THINK DIFFERENT

FESTINA LENTE

細谷功(2014)『具体と抽象』dZERO。

◆概要

【執筆動機】

具体性という意味での「わかりやすさ」に対して疑問を投げかける(p.2)

 

【想定読者】

①抽象概念を扱う思考力を高めて、発想力や理解力を向上させたいと思う読者(p.3)

②周囲の「具体レベルにのみ生きている人」とのコミニュケーションギャップに悩んでいる人(p.4)

 

【主張】

人間の知性のほとんどは抽象化によって成立している(p.3)、をふまえ「具体と抽象の往復」(p.15)の重要性を理解する必要がある

 

◆本文抜粋

  • 序章   抽象化なくして生きられない

【目的】「抽象」と言う言葉に対して正当な評価を与え、「市民権を取り戻す」こと(p.14)

 

  • 第1章   数と言葉

【まとめる】数と言葉を成立させるためには「まとめて同じと考える」ことが不可欠(p.20)

 

  • 第2章   デフォルメ

【抽象化とは】「枝葉を切り捨てて幹を見ること」「細部を切り捨てて特徴を抽出する」(pp.26.27)

 

  • 第3章   精神世界と物理世界

【精神と抽象】抽象化によって人間の精神世界が何十倍にも広がっている(p.31)

 

【アカデミア】アカデミックな知も、抽象化という形で「表面上異なる複数の事象を同じに扱う」ことで発展してきた(p.35)

 

  • 第5章   関係性と構造

【抽象と似顔絵】具体のレベルは、基本的に「個別・バラバラ」の世界です。(中略)図解は、「世の中の事象の関係性」の「研ぎ澄まされた似顔絵」といってもいい(pp.37.39)

 

  • 第6章   往復運動

【コツ】「共通点と相違点」を適切につかんでいることが抽象化、ひいては例え話の出来栄えを決定する(p.42)

 

  • 第7章   相対的

【手段と目的】目的一つに対して手段は複数という形で階層が成立しますが、目的は常に、さらに抽象度の高い「上位目的」が存在します(p.47)

 

  • 第8章   本質

【抽象と本質】抽象度が上がれば上がるほど、本質的な課題に迫っていく(p.57)

 

  • 第9章   自由度

【自由と抽象】その人の好む「自由度の大きさ」を考慮する必要。(p.62)memo.丸投げ/高い自由度、捉え方

 

  • 第10章   価値観   ●第11章    量と質

【上流と下流】「質の上流VS量の下流」という視点もあります(p.69)

 

  • 第12章   二者択一と二項対立

【二項対立】早退する2つの概念を比較して考える手法(p.78)

 

  • 第13章   ベクトル   ●第14章    アナロジー

【抽象のマネ】具体レベルの真似は単なるパクリでも、抽象レベルで真似すれば「斬新なアイディア」となります。(p.88)

 

  • 第15章   階層   ●第16章    バイアス
  • 第17章   理想と現実

【感情と具体】人間は、個人レベルでは感情で動くことがほとんどですから、集団での目標を達成するためには、感情に訴えることが不可欠です。そのような場合必要なのは具体例、個人的な体験やストーリーということになります。(p.107)

 

  • 第18章   マジックミラー
  • 第19章   一方通行   ●第20章    共通と相違

「具体的すぎてわかりにくい」こともある(p.121)

抽象レベルを上げれば、「同じである」と捉えられる範囲が広がります(p.125)

 

  • 終章   抽象化だけでは生きにくい

 

◆参考文献

細谷功(2014)『具体と抽象』dZERO。

 

◆所感

有名な料理家である海原雄山先生は冷やし中華について「あんな下等な物」とあきらかに見下す発言をしている。
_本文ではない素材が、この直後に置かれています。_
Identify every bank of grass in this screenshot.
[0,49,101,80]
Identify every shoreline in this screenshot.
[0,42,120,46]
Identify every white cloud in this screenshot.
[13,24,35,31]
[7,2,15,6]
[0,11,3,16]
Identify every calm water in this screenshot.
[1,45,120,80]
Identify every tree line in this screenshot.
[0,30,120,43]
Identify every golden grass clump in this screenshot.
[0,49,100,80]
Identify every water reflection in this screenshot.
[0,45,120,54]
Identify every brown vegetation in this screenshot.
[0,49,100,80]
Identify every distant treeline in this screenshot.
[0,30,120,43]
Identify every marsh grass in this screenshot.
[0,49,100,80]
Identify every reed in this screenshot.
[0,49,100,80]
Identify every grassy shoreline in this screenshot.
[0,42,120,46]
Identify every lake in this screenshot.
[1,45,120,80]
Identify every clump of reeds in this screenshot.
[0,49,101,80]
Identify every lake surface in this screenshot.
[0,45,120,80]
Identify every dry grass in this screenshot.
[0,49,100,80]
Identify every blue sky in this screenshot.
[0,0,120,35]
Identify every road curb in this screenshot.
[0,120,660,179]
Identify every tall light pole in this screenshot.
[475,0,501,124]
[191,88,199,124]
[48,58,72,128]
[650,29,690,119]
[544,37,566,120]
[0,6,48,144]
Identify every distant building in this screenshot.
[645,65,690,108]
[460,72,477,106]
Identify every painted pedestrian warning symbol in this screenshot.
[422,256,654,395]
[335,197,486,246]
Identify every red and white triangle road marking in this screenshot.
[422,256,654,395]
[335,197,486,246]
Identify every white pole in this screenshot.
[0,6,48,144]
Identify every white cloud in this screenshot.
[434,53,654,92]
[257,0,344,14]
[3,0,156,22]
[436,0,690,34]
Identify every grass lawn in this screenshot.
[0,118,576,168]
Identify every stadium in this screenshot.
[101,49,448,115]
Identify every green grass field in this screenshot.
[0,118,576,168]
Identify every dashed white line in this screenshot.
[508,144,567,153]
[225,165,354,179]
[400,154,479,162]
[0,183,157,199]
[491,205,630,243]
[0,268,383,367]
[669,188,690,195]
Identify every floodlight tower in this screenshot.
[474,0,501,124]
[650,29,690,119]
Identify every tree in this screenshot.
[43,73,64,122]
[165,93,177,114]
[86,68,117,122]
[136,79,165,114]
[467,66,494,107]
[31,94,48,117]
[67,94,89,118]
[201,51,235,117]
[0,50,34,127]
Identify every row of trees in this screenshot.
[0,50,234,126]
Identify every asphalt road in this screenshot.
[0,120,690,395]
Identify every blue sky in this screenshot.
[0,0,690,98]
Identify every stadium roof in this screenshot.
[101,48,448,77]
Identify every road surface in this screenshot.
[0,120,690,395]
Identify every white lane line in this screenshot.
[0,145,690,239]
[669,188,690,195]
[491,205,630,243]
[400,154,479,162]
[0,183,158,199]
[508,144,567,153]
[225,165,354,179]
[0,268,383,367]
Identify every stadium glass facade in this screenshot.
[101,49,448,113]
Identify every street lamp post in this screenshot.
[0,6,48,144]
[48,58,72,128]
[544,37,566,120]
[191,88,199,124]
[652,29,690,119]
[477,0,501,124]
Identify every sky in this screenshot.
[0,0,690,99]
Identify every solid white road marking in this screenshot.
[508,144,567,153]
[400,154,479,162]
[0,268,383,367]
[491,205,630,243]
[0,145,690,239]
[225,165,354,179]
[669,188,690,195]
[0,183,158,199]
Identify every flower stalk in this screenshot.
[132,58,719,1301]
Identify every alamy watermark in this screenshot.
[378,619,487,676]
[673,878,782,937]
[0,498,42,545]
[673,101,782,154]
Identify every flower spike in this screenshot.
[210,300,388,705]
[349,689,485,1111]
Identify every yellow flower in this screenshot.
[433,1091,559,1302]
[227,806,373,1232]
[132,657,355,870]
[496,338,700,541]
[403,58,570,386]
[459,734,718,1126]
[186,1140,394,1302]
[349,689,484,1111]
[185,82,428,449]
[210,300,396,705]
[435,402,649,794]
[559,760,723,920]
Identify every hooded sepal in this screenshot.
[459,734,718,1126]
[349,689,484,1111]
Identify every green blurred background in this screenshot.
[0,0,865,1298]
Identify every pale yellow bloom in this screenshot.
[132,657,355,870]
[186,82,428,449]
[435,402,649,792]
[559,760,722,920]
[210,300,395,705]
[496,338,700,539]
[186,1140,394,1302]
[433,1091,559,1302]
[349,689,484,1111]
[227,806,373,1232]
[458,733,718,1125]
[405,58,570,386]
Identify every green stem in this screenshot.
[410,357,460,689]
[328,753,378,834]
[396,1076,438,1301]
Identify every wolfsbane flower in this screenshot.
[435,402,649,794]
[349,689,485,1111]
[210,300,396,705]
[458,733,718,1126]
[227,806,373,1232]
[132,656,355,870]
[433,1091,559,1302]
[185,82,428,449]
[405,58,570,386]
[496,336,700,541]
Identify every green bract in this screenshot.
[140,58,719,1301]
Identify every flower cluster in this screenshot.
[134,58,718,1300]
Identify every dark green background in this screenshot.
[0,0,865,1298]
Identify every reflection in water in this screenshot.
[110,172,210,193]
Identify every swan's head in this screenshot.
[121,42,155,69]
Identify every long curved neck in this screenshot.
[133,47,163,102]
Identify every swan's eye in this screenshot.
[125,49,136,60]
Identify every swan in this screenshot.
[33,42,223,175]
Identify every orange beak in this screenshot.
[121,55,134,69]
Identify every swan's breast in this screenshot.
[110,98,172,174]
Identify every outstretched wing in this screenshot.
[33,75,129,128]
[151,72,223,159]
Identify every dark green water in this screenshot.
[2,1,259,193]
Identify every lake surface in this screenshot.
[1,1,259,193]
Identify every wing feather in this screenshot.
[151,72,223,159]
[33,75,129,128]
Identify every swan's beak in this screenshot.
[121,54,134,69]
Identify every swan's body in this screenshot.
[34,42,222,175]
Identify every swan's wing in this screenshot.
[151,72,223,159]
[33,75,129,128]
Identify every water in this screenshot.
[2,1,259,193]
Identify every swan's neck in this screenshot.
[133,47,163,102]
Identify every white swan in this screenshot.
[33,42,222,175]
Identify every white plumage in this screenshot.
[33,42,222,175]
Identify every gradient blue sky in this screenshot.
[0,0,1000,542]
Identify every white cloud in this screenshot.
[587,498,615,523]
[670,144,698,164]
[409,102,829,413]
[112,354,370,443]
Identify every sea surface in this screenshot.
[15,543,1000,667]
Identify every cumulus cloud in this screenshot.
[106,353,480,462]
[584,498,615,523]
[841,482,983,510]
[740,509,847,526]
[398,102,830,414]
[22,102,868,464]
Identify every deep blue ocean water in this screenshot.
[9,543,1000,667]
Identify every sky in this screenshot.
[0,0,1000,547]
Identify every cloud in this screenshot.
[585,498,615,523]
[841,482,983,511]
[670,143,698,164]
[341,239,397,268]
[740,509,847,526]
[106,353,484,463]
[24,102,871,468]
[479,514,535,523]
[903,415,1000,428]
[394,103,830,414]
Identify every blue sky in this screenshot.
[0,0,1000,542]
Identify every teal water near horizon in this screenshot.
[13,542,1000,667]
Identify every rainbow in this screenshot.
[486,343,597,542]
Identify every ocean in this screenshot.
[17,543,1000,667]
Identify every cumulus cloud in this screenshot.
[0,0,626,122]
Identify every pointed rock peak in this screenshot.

一方で、「中華料理」(抽象)としての「冷やし中華」(具体)という位置付けでは「作り方によっては」と条件付きで評価している。これらの発言は、「雄山の矛盾」として美味しんぼ界隈ではネタとされているが、実は「具体と抽象の往復」を利用した見事な釣り、という見方も可能である。

このように、抽象のフィルターを通すことで、具体の評価が変わることはありえる。たとえば、「人物Aを好きではない」と「映画俳優としての人物Aは好き」は両立しうる。したがって、海原先生は矛盾しない、、、、、と思いきや

中華料理としての冷やし中華もしっかり否定していました。